Rusya ve Türkiye Libya’da çatışır mı?

Büyük ihtimalle Türkiye ve Rusya arasındaki Libya pazarlığı, Suriye ve Ankara’nın Kürtlere karşı savaşıyla ilgili olacaktır.

Libya krizinde Ankara’nın, Moskova’nın aksine Fayez el-Sarraj’ı desteklediği biliniyor. Türkiye iktidarı, uluslararası kamuoyunun kabul ettiği Fayez el-Sarraj başkanlığındaki Libya hükümetinin talep etmesi durumunda Türkiye ordu birliklerini Libya’ya göndereceklerini açıkladı.

Rusya Devlet Başkanı Vladimir Putin ise 19 Aralık’ta, Moskova’da yaptığı basın toplantısında, Libya krizinin tüm taraflarıyla bağlantı içerisinde olduklarını söyledi. Yani tarafsız bir pozisyonda olduklarını söyledi. Moskova’yı ziyaret edecek olan Türkiye delegasyonuyla bu ilkeler çerçevesinde Libya sorunlarını tartışacaklar.

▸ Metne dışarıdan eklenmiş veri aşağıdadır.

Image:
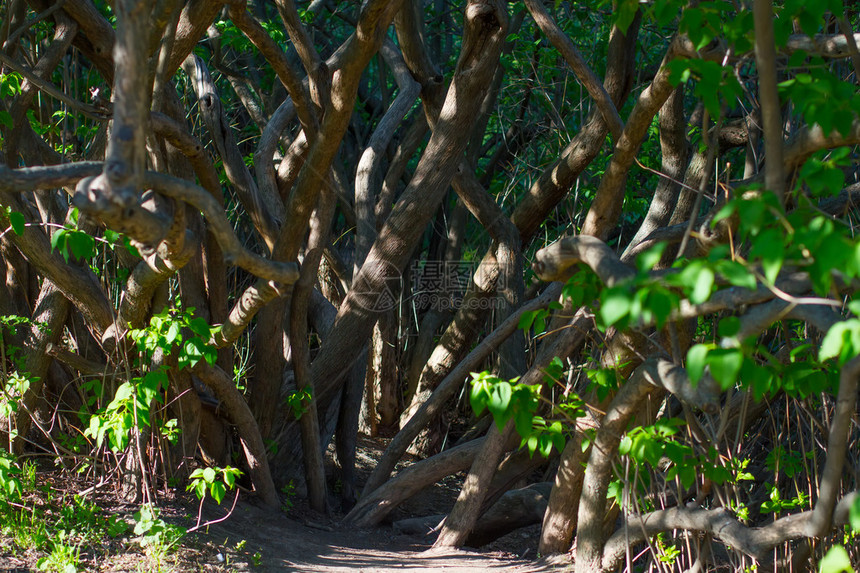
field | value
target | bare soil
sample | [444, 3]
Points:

Libya sorunuyla ilgili Rusya ve Türkiye arasındaki karşıtlık netleşmemiş durumdadır. Türkiye ve Rusya sadece Ortadoğu’da değil Doğu Akdeniz’de de karşıt taraftalar. Libya’daki çatışmanın sonuçlarını da büyük ölçüde onlar belirleyecek. Libya’nın kaderini belirlemek için Türkiye heyetinin Moskova’ya gelmesi bunun ispatıdır.

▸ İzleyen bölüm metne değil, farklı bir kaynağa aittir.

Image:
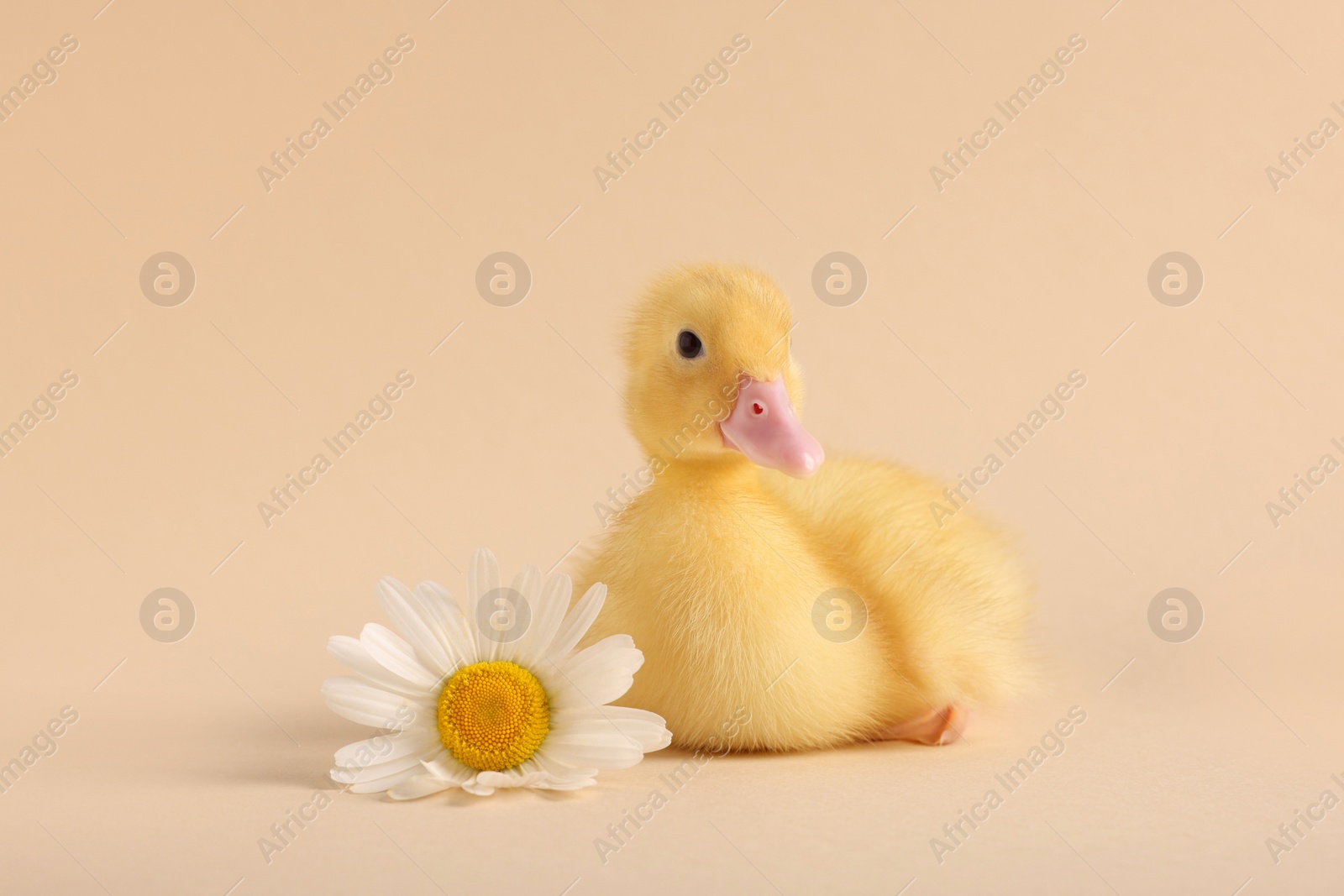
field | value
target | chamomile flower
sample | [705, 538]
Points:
[491, 694]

Türkiye Cumhurbaşkanı Erdoğan, Rusya Devlet Başkanı Putin’le görüşmeyi beklemeden Trablus’a askeri yardım göndermeye başladı bile. Ama Rusya’yla ilkesel anlaşmaya varılmadan Haftar komutasındaki Libya Ulusal Ordusuna karşı savaşan Sarraj komutasındaki Ulusal Birlik Hükümetine yapılan Türkiye’nin askeri yardımı sonuçsuz olacak.

Libya’daki çatışma Moskova ve Ankara’yı birbirine karşı getirebilir ama şimdilik bu önlendi. 2015-2017 yılları arasında yaşanan sorunlardan, Rus uçağının düşürülmesinden ve Türkiye’de Rusya elçisinin haince öldürülmesinden sonra her iki ülke kendi aralarında uzlaşma noktalarını bulmada tecrübe edindiler. Tabi ki bu uzlaşma halen jeopolitik ve ekonomik çıkarlarla sınırlı.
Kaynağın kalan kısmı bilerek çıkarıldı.